# Grilled Mahi Mahi With Roasted Raspberry Chipotle Sauce



## Ol-blue (Mar 14, 2008)

I like to use the Fischer & Wieser Roasted Raspberry Chipotle Sauce from Costco with this recipe. It's so good and my husband even liked this fish.
Enjoy! Debbie

GRILLED MAHI MAHI WITH ROASTED RASPBERRY CHIPOTLE SAUCE 







MAHI MAHI
ROASTED RASPBERRY CHIPOTLE SAUCE
_____

Marinate Mahi Mahi in Roasted Raspberry Chipotle Sauce for at least 2 hours in the refridgerator.
Cook Mahi Mahi on a medium hot BBQ grill that has been coated with oil.
Cook fish until done, turning fish over one time.
During last few minutes of cooking, baste with Roasted Raspberry Chipotle Sauce.
_____


----------



## mbasiszta (Apr 1, 2008)

Great looking meal. Thanks. The green side dish looks like a dish I discovered in Hawaii.

HOT GREEN BEAN SALAD

Ingredients:
4 slices bacon (I use more)
1/3 cup shallots or green onions (minced)(I use a full cup)
2 Tablespoons tarragon vinegar (I make my own, which is pretty strong, and use more)
1 teaspoon Dijon mustard (I use a lot more)
1 pound green beans, julienned (French-style cut)
Salt and Pepper to taste
2 Tablespoons chives or parsley, chopped (I use cilantro).

Method:
In a large cast iron skillet, fry the bacon until crisp. Drain, then break into bits. Set aside. In the bacon fat, sauté shallots or scallions 'til tender. Stir in vinegar and mustard. Cook the beans in boiling salted water 5 to 6 minutes. Drain the beans, pat dry and toss with the mixture in the skillet. Toss well until desired coating of the green beans is accomplished. Season with salt and pepper (I let the person eating the dish do this, as I like very little salt but a lot of pepper). The recipe calls for sprinkling the salad with the bacon and chives or parsley. I put the bacon in with the skillet mixture along with the beans and stir it all up. The cilantro I put on top.  Serve warm. Serves 2 to 4.
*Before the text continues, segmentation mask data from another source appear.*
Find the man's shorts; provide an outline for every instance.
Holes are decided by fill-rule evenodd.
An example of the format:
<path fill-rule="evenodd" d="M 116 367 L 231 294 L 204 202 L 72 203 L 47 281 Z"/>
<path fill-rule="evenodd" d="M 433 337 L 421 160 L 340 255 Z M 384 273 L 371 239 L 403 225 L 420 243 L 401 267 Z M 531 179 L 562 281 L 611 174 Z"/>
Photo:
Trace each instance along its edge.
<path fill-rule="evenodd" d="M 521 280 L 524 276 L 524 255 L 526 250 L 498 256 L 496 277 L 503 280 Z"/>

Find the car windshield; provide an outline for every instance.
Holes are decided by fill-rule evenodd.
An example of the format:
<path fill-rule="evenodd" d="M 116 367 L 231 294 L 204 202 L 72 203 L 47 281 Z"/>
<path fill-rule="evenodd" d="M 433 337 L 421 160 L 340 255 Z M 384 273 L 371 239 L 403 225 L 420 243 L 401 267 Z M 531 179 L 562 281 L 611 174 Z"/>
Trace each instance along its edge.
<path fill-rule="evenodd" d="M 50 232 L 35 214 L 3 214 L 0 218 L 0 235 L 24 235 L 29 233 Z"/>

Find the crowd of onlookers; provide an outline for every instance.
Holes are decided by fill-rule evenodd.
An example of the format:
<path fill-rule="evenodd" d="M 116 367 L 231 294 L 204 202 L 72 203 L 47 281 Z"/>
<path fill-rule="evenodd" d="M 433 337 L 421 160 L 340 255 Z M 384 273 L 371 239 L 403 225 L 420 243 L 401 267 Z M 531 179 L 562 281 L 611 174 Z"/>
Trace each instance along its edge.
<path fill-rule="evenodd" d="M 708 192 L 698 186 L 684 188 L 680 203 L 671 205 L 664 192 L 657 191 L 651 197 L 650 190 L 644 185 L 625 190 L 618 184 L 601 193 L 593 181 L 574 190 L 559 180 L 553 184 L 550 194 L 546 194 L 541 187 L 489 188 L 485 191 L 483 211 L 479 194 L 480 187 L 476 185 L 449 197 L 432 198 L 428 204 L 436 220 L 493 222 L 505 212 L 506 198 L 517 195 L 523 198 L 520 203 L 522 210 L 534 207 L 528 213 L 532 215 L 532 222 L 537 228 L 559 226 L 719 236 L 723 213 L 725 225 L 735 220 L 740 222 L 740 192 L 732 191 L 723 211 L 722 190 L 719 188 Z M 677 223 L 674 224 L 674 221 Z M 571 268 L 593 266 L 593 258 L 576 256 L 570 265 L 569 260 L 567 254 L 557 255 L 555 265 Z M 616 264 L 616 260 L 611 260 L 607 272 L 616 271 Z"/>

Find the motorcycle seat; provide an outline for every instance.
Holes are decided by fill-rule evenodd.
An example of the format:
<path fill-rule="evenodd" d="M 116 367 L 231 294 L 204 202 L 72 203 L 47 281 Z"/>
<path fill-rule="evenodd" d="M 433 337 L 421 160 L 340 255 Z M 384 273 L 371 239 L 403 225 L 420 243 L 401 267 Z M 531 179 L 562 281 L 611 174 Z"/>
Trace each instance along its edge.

Recipe from Kona Kitchens, 1992.


----------



## LEFSElover (Apr 3, 2008)

that's it, I'm now starving.  I don't know how easy it'll be to get mahi mahi, maybe at TJ's frozen?  but when I find it, I'm gonna make this.  love the green bean idea too......thanks for sharing and the photo's, again, my favorite part, helps me see how it's supposed to look


----------



## LEFSElover (Apr 3, 2008)

Ol-blue said:


> I like to use the Fischer & Wieser Roasted Raspberry Chipotle Sauce from Costco with this recipe. It's so good and my husband even liked this fish.


Debbie, is there a way I could get you to tell me what the flavor is like of the sauce?  My question is because I don't go to costco usually and don't even know if my card is still good there.  maybe there's a replacement for that particular sauce or a home made version I can do at home, please, if you could, comment, thank you.............


----------